I have files for wood, aluminum/brass and steel. Most are flat files but I have triangular and round files, too. Seems like I use files a lot! I have separate riffler file sets for wood and metal, too.

All my files have handles on them. This is for safety but they also allow you to work more accurately.

I use railroad chalk on my aluminum cutting files to reduce pinning. If you don't have a file card, get one. Use the nylon bristle side to clear the teeth often. I rarely use the wire side but don't hesitate to do so if I have stubborn chips; I think the concept of tooth damage from the wires is a myth. 
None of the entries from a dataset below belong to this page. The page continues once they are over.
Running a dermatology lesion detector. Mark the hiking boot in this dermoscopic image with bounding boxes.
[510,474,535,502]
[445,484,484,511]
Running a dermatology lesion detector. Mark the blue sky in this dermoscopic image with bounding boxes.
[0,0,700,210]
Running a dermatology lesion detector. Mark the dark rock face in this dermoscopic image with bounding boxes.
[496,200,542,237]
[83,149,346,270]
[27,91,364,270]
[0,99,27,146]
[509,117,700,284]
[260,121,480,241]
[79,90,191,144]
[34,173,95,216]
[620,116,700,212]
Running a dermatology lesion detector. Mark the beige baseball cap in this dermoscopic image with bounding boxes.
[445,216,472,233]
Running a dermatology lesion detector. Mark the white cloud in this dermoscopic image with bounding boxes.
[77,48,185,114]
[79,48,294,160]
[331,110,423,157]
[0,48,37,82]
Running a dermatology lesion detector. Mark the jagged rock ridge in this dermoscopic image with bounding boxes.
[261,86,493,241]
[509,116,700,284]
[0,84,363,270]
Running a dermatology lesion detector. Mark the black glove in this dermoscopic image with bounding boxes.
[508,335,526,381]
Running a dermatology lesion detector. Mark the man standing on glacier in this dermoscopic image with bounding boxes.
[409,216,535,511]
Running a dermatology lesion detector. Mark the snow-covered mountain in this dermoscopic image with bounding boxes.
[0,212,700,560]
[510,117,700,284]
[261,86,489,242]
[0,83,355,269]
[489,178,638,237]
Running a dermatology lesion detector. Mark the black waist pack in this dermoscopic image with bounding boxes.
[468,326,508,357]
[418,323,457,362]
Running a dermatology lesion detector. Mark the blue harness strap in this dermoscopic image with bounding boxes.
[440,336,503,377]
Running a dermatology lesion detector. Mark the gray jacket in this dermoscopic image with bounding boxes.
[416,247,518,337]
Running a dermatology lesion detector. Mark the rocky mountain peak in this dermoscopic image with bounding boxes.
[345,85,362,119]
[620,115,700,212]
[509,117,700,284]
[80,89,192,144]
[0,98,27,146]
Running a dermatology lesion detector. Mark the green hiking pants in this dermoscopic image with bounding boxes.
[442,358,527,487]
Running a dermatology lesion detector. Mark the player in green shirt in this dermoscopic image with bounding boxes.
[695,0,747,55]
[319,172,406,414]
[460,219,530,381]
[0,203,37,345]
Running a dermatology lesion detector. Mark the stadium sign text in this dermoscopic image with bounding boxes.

So, if I had to start all over again, I think Grobet is a good brand to go with. I would buy a good riffler file set. I would also buy (for me) 8" single and double-cut files for general use and at least one 10" lathe file. I would buy handles for all of them, a file card and some railroad chalk for my aluminum files.

Hope this helps.


----------



## EmilioG (May 13, 2018)

Grobet rifler set is expensive but the best there is. I have two sets that my dad left me. Vintage. Not sure what the newer ones are like.
My other files are all vintage Nicholson, Grobet and Peferd (new). Most are under 12", 6-10". About 35 files total. Each one has it's use.
Also, I started using Skrooz handles with hardened inserts. Solid handles. No play. but I like the rubber handles also for comfort.
I would stay away from import files. They're too soft and won't last.


----------



## Eddyde (May 13, 2018)

Clock work said:


> I have a set of maybe 6-8 import files. The set was not assembled thoughtfully. Just click and buy em. But I have come across a critical mass of really outstanding reviews of Grobet files, so I think I'll upgrade. My question is this.. is there an "intelligent" set of files/file types one would put together for their shop? Any thoughts would be appreciated. Thanks.
> 
> CW


I think it largely depends on what kinds of work you do? But for basic coverage, I would have a couple of each flat, single & double cut, a half round and a rat tail (round). maybe a triangular as well.


----------



## Clock work (May 14, 2018)

mikey said:


> So, if I had to start all over again, I think Grobet is a good brand to go with. I would buy a good riffler file set. I would also buy (for me) 8" single and double-cut files for general use and at least one 10" lathe file. I would buy handles for all of them, a file card and some railroad chalk for my aluminum files.
> 
> Hope this helps.



That is a really wonderful and appreciated response. Thank you so much for taking the time. I now have a plan (your plan. 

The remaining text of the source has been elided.